BEIJING, Nov. 30 (Xinhua) — China’s manufacturing and service sector activities remained in the expansion zone for nine straight months as the country continued its recovery from the economic fallout of COVID-19.
The purchasing managers’ index (PMI) for China’s manufacturing sector came in at 52.1 in November, up from 51.4 in October and representing the highest level of this year, the National Bureau of Statistics (NBS) said Monday.
A reading above 50 indicates expansion, while a reading below reflects contraction.
Commenting on the better-than-expected data, NBS senior statistician Zhao Qinghe said the improvements in these readings were a result of the country’s efforts to coordinate epidemic control and social and economic development.
The “marked growth” of the November PMI, together with improvements in all sub-indexes, indicated greater vitality in the country’s manufacturing sector and a faster pace of recovery, Zhao said.
The sub-index for production stood at 54.7 in November, up 0.8 points from October, while that for new orders gained 1.1 points to 53.9, signaling that the revival of market demand has accelerated.
Medicine, electronic equipment and other high-tech manufacturing-related industries logged busier factory activities, with their sub-indexes of production and new orders all standing above 56, according to Zhao.
The new export orders and import sub-indexes climbed to 51.5 and 50.9 in November, up 0.5 points and 0.1 points respectively from the previous month.
Both new export orders and import sub-indexes hit a year-high in November and stayed in the expansion territory for three consecutive months, pointing to a continued revival of the country’s foreign trade, according to Zhao.
Monday’s data also showed that the PMI for the country’s non-manufacturing sector came in at 56.4 in November, up from 56.2 in October.
In November, the service sector continued to accelerate its pace of recovery, with the sub-index for business activities expanding to 55.7 from 55.5 in the previous month.

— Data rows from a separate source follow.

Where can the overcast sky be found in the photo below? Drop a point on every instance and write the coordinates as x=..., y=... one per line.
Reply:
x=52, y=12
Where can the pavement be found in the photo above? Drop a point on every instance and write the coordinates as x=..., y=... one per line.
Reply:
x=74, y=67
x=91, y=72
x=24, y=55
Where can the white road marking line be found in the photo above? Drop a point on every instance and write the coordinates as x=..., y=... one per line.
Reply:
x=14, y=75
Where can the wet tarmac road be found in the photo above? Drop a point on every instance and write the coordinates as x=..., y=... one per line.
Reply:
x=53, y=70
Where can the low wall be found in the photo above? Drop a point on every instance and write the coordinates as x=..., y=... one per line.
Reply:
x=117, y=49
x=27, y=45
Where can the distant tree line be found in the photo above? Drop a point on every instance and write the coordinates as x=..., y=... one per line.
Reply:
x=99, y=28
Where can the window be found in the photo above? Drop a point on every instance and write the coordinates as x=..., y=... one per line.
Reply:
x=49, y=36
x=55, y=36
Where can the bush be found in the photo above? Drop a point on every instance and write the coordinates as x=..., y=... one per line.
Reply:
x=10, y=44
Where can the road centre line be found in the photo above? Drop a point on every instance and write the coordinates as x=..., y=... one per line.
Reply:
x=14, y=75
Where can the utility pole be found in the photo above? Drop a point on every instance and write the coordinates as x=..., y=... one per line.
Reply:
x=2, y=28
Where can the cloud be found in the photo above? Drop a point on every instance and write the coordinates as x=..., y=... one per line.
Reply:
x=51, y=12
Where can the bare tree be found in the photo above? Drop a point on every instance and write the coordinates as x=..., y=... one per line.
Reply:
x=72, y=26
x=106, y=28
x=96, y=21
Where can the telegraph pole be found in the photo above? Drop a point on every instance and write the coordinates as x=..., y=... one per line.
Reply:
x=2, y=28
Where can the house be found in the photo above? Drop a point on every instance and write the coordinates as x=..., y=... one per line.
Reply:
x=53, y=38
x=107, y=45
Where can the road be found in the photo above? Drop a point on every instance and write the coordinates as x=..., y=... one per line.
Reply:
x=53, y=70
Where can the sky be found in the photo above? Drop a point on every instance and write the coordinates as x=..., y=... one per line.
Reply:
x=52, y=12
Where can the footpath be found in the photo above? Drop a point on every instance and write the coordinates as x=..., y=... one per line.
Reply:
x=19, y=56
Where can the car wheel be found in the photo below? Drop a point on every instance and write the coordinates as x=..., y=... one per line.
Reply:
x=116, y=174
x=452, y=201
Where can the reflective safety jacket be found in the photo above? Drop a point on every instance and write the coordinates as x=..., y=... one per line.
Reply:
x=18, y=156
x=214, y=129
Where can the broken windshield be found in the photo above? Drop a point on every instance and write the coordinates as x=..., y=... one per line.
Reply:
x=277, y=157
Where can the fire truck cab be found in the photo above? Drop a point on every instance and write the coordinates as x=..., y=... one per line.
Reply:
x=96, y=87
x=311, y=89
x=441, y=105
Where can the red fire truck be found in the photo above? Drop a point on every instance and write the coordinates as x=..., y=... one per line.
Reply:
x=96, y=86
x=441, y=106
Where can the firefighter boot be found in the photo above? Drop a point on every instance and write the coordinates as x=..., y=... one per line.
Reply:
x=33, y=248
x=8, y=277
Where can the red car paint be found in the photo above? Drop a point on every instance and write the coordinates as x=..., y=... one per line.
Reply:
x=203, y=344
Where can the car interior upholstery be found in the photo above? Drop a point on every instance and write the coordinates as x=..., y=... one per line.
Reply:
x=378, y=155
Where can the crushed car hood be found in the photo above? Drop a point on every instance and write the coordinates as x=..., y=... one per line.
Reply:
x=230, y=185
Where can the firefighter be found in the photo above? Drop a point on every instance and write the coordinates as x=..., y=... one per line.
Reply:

A breakdown of the data showed that sub-indexes for the business activities of rail transportation, civil aviation and finance remained above 60.
China’s steady economic recovery could be attributable to the country’s successful domestic containment of COVID-19 and a slew of fiscal stimulus measures, among other factors, according to financial services firm Nomura.
As the country brought COVID-19 under control, the government rolled out a series of policies including higher fiscal spending, tax relief and cuts to banks’ reserve requirement rate to cushion the economy from the epidemic blow and support employment.
As for future development, Nomura expected the country’s factory activities to further stabilize. “We expect China’s official manufacturing PMI to remain solid at around 51 to 52 in the coming months,” it said. If the pandemic continues unabated around the globe it may eventually weigh on China’s growth.
The country’s economy expanded 4.9 percent year on year in the third quarter of the year, compared with the 3.2-percent growth seen in the second quarter and a virus-driven 6.8-percent contraction in the January-March period.